El reencuentro con el Buen Convivir
El sueño del Buen Convivir y esos paradigmas alternativos comparten, siquiera parcialmente, su rechazo del anti-modelo dominante. Esos paradigmas alternativos bajan a más detalles operativos. Pero el Buen Convivir reviste todo el conjunto de una especie de espiritualidad y de utopía.
Viene expresada por su insistencia en vivir «bien» en vez de «mejor», lo que implica solidaridad entre todos, prácticas de reciprocidad y el deseo de lograr o restaurar los equilibrios. En quechua perdonar se dice pampachay, allanar, algo que predicaba también Juan el Bautista.
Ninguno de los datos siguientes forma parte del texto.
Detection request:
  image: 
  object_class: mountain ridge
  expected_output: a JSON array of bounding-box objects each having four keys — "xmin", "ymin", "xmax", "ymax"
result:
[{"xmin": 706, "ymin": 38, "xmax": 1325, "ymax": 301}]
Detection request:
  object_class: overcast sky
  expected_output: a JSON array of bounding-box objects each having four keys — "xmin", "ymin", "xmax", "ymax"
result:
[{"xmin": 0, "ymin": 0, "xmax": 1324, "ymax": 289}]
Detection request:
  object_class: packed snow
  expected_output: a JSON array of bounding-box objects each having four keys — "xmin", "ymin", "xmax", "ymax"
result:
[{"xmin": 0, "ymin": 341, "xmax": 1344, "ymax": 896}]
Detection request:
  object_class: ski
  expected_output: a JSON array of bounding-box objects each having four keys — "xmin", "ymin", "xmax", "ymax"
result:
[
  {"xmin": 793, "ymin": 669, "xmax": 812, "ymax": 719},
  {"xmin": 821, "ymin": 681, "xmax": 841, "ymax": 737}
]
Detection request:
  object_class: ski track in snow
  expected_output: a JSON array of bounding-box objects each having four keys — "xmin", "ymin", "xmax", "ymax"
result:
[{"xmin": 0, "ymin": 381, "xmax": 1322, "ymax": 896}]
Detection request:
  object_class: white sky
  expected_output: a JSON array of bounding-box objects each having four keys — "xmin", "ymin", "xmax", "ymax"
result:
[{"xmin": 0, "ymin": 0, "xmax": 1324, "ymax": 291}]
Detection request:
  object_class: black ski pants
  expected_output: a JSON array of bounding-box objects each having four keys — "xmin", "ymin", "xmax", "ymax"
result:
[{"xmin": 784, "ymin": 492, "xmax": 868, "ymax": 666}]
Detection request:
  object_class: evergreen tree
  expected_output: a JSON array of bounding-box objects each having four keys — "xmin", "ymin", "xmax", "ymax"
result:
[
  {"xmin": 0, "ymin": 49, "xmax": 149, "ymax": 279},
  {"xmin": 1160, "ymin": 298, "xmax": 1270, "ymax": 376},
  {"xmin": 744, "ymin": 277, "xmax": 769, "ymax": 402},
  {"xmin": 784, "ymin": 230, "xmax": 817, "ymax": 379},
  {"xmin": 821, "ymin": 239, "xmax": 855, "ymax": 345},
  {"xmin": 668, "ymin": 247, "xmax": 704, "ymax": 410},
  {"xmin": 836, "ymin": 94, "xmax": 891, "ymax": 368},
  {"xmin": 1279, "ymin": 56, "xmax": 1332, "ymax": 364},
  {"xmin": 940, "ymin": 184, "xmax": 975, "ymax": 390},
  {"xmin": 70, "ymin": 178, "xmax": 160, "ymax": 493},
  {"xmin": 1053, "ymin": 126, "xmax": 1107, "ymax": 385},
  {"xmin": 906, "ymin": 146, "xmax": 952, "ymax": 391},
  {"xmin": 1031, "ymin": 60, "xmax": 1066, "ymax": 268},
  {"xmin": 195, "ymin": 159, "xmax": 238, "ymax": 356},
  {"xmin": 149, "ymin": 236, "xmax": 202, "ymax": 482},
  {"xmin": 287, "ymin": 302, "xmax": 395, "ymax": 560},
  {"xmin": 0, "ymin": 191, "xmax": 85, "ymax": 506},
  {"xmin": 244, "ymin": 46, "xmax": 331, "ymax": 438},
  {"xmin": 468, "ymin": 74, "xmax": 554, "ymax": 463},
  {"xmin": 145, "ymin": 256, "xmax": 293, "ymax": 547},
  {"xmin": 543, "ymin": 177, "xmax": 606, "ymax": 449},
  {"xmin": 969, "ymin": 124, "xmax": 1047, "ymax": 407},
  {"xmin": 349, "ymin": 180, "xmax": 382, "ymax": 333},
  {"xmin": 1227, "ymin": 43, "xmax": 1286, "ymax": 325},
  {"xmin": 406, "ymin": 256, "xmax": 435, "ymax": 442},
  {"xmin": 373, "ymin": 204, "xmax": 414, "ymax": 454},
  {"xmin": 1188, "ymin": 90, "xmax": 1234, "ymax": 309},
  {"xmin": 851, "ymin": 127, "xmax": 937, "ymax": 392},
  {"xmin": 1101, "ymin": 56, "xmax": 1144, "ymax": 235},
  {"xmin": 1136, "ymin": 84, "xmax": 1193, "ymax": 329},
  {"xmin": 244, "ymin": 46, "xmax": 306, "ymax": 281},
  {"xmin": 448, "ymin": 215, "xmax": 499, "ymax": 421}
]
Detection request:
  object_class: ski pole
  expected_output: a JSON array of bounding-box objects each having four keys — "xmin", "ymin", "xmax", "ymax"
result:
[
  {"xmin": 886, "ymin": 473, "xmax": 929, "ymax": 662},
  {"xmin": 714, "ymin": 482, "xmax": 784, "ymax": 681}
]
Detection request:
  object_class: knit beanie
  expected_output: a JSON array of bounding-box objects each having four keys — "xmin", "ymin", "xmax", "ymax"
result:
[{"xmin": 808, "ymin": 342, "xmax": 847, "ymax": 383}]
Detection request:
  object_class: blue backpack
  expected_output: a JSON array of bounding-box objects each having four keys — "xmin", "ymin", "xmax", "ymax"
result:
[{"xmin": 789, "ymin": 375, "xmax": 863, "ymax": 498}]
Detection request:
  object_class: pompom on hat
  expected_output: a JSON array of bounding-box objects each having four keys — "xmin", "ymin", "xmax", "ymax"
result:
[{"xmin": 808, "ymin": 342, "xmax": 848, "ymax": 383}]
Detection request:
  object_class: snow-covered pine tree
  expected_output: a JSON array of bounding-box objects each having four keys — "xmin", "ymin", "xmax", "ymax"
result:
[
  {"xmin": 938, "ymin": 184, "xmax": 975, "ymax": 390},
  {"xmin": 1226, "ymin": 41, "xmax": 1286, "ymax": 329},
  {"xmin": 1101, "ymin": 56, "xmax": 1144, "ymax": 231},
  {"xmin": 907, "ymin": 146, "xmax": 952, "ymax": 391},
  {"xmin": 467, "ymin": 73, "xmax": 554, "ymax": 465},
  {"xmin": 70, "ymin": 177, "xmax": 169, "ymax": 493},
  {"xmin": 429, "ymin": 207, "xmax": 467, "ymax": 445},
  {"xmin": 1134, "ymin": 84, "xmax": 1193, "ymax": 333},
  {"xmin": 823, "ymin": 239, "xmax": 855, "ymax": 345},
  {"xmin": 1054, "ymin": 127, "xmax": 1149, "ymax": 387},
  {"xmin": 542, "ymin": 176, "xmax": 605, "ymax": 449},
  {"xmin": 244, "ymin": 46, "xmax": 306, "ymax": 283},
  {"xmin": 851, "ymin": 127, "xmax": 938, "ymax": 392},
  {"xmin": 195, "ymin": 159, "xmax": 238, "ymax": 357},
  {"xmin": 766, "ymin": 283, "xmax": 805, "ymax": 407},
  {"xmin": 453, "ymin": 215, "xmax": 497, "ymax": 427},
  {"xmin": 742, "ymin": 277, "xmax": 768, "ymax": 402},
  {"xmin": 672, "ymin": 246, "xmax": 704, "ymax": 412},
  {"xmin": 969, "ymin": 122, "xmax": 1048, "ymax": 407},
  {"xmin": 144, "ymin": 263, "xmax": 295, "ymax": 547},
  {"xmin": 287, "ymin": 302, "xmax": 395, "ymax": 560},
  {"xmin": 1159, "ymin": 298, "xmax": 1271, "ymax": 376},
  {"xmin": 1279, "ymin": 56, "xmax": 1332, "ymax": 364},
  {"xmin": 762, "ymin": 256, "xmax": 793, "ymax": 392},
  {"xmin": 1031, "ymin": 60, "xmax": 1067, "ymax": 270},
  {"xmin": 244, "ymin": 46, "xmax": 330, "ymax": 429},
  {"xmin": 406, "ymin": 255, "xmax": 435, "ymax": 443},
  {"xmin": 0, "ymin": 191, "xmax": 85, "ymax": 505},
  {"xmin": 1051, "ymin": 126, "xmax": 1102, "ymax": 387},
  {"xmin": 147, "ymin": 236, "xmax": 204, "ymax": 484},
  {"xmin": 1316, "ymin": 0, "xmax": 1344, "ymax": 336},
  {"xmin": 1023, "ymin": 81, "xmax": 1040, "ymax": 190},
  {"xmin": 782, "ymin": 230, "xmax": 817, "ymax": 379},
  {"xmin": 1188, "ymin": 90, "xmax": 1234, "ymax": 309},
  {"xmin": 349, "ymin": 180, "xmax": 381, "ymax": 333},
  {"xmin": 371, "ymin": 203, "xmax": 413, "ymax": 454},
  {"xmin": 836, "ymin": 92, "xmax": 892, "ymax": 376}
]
Implica también vivir con lo necesario pero con sobriedad, sin afanes de acumular ni atesorar. En aymara el rico se llama qamiri, el que teniendo sabe compartir; y su opuesto, el pobre, es –en aymara y quechua– el wajcha, literalmente, el huérfano (aunque ya sea un viejito), por no tener con quién compartir.
Todo ello se envuelve en una aureola de sacralidad cósmica. Somos parte de una Naturaleza, tan viva como nosotros, maternal. Lo que en el fervor modernista se despreciaba como el animismo irracional de los pueblos primitivos, con estos nuevos enfoques vuelve, de alguna manera, a ser mucho más respetado.